Christopher: Faz parte da natureza dos Cannibal Corpse provocar com a sua música extrema e com as letras brutais e é por isso que andam aí há décadas e faz-me pensar porque continuamos com estes debates e campanhas! Para ser honesto, e esta é a minha opinião deveríamos cancelar esta “cancel generation” que são uma merda! (risos)
Olli: É ridículo! Olha para a cena e vê a quantidade de bandas que utilizam os mesmos tópicos nas letras! Vamos cancelar essas bandas todas? Isso seria o mesmo que cancelar todos os filmes de terror, mas qual o motivo? As pessoas agora valorizam as suas sensibilidades mais alto que os restantes e esperam que o resto da sociedade mude tendo em consideração essa imposição! Como o Christopher disse, o melhor é ignorar essa malta! Temos que nos manter unidos e não dar audiência
a essa gente!
HellHeaven: Este tipo de situações acentuou-se após a pandemia e, parece, que estamos a assistir à decadência das sociedades e a ver o nosso falhanço e com uma atitude muito “comigo ou contra mim”. Por onde passa a solução?

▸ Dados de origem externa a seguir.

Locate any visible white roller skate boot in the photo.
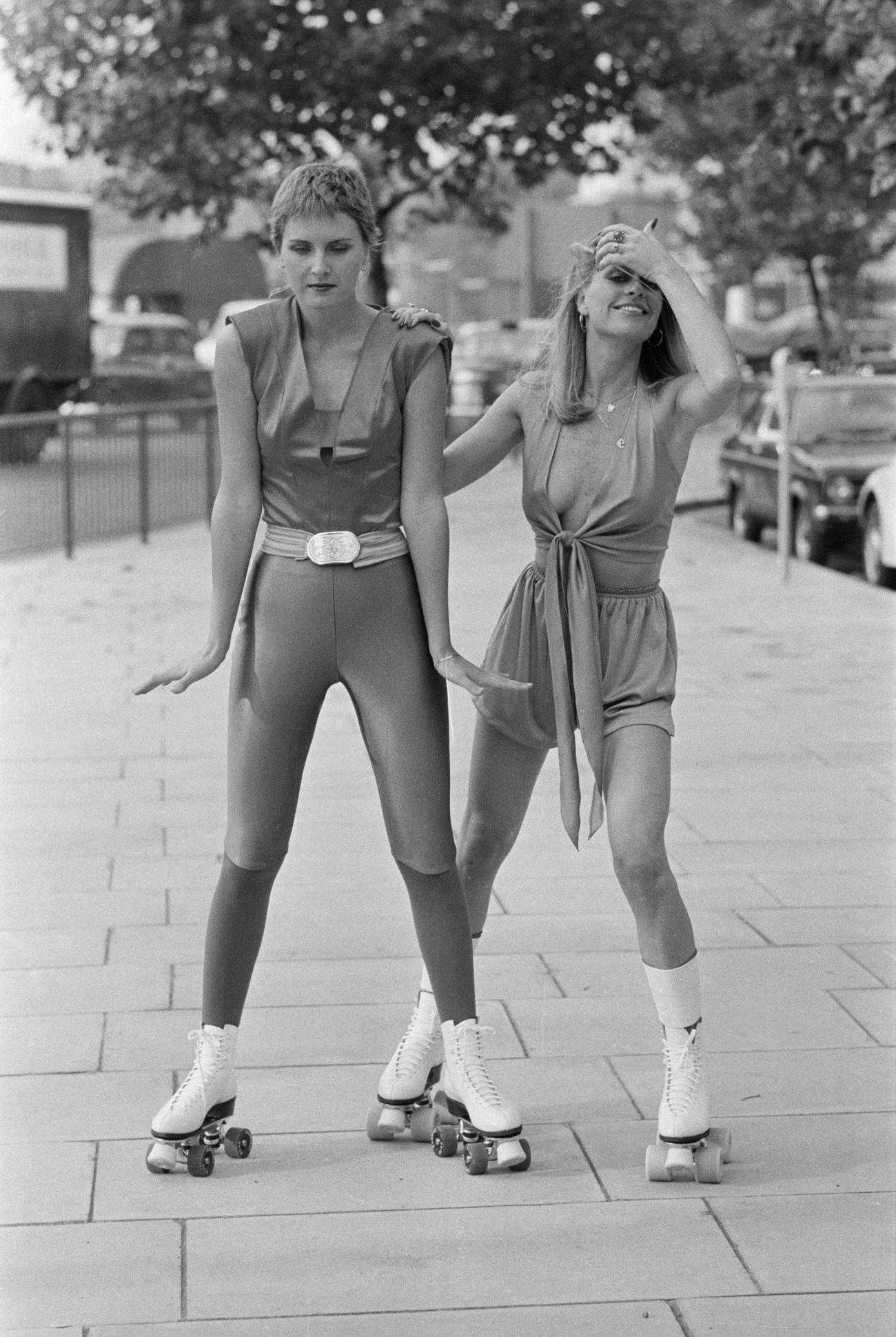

Chistopher: Estou completamente de acordo contigo! Algo de muito estranho aconteceu na sociedade nos últimos quatro anos e a pandemia foi o catalisador disso, é frustrante! O Mundo parece mover-se cada vez mais rápido e as pessoas estão cada vez mais descuidadas! Pode ser complicado “resolver” isto mas todas as pessoas tem de se começar a controlar! Talvez não seja algo óbvio como desligar os telefones ou não estar sempre online, talvez as pessoas devessem de ler mais ou estar mais em contacto com a Natureza!
Olli: Às vezes sinto que que as pessoas estão cada vez mais estúpidas, a cada dia que passa! Já viste um filme que é o “Idiocracy”? Se não viste devias de ver! (risos) Era suposto ser uma comédia mas, na última década, transformou-se num documentário! Como disse há pessoas que se julgam mais importantes que outras, quando na verdade como apenas pessoas ordinárias num planeta cheio de outras pessoas! Toda a gente se deveria preocupar em fazer o melhor das suas vidas consoante as suas possibilidades e, se pudesse dar uma dica sobre coexistência social seria: se toda a gente se comportasse de forma a respeitar todos os outros e os seus estilos de vida e pontos de vista muito poderia ser conquistado.
HellHeaven: O que têm a dizer a todos os que (ainda) não vos conhecem e qual a mensagem que deixam para os Metalheads de Portugal?
Christopher: Para todos os que não nos conhecem preparem-se para ser engolidos pelo aniquilador Sekmeth! Esperem nada mais doq eu Death Metal furioso e uma tempestade que vos vai arrancar a cabeça!
Olli: Se estão à procura de Death Metal oldschool na onda de Nile ou Morbid Angel, com algum tecnicismo devem de nos dar uma oportunidade! Quero agradecer, novamente, o convite e espero que todos gostem do novo álbum! Mantenham-se fieis a vocês próprios e vamos, certamente, ver-nos um dia!